The woman who runs ESL looks like she started working here roughly around the time George Washington got inaugurated. She’s all wispy white hair and powder-blue sweater pulled primly over bones and old boobs. She greets me as I walk through the door.
“Jennifer called and said you’d be coming. Do you have any experience teaching ESL?”
“I speak Spanish,” I answer. It’s weird to hear her calling Ms. Scofield by her first name.
She regards me through sharp blue eyes. “That’s too bad,” she says. “Slows it down, actually, if you speak their native language. Although a few of the day laborers speak Mam and K’iche’. Don’t suppose you speak either of those, do you? It’s good to hold most of the class in English, but we’re in desperate need of some way to communicate basic things in Mam and K’iche’.”
“I...no.” I don’t tell her I’m not even sure what those are.
She turns away, leading me toward a table. “That’s too bad,” she says again. I appear to be a deep disappointment to her even though we’ve only just met. She gives me a stack of photocopied pages from a book. “I’m Betsy, by the way,” she says.
I am tempted to answer, Ross? But I don’t.
r /> My first student is a man named Florencio who sits across from me looking nervous. I use the word man loosely, because he looks nearly as young as I am, and he’s slight. His hands are rough, full of scars and with a dry patch on each index finger. Betsy tells me most of the students who come to learn English at the library are the same guys who wait for work by the overpass near the highway that runs through the next town over. But I have a hard time squaring that with Florencio’s dark blue jeans with the white stitching and his fresh haircut, which looks just like the one a bunch of the guys in my school have—short on the sides, spiky in front. I squint at him to make sure I don’t actually know him from school. This seems to make him more nervous.
“Hello, Florencio,” I say, following Betsy’s instructions to speak to the students only in English. “I am Luisa.”

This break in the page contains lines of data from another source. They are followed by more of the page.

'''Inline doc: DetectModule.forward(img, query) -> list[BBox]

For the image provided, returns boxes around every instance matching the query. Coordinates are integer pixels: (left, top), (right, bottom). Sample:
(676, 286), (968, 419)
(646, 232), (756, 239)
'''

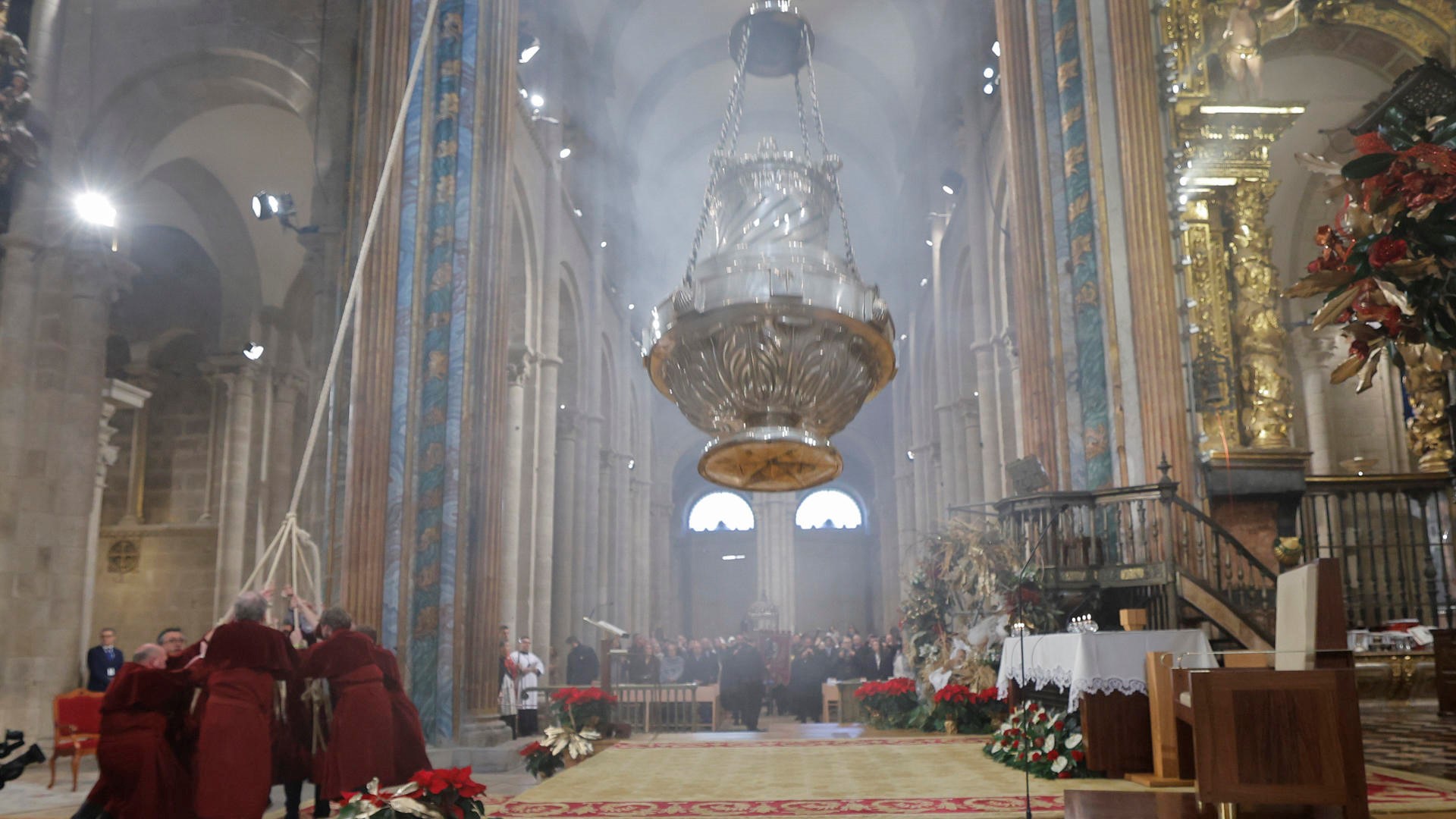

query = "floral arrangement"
(1284, 106), (1456, 391)
(339, 768), (485, 819)
(930, 682), (1006, 733)
(855, 676), (919, 729)
(984, 693), (1092, 780)
(901, 522), (1062, 691)
(519, 742), (566, 780)
(551, 688), (617, 730)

He smiles and nods. He looks unsure.
“Have you done any ESL classes before?”
He smiles nervously, his eyes blank.
I side-eye Betsy. She’s sitting down with a student several tables away, and there are three other tutor-student pairs between me and her.
I drop my voice lower and ask again, this time in Spanish. Hearing me speak a language he understands makes Florencio’s eyes light up, and he raises his voice an octave as he responds. This is his first ESL class. He arrived in the US only two months ago. He is staying with his cousin, and he already has a full-time job working for a landscaper. I want to ask him how old he is, but he doesn’t volunteer the information, and it seems rude to ask.
I quickly switch back to the sheet that Betsy gave me. Introduction Games, it says. I skim the instructions and realize it’s an activity for a large group. I flip to the next one. It’s called Name Game. It’s also for a group, but I think Florencio and I can pull this off. I explain the rules to him. I cheat and explain them in Spanish, but insist we do the game in English.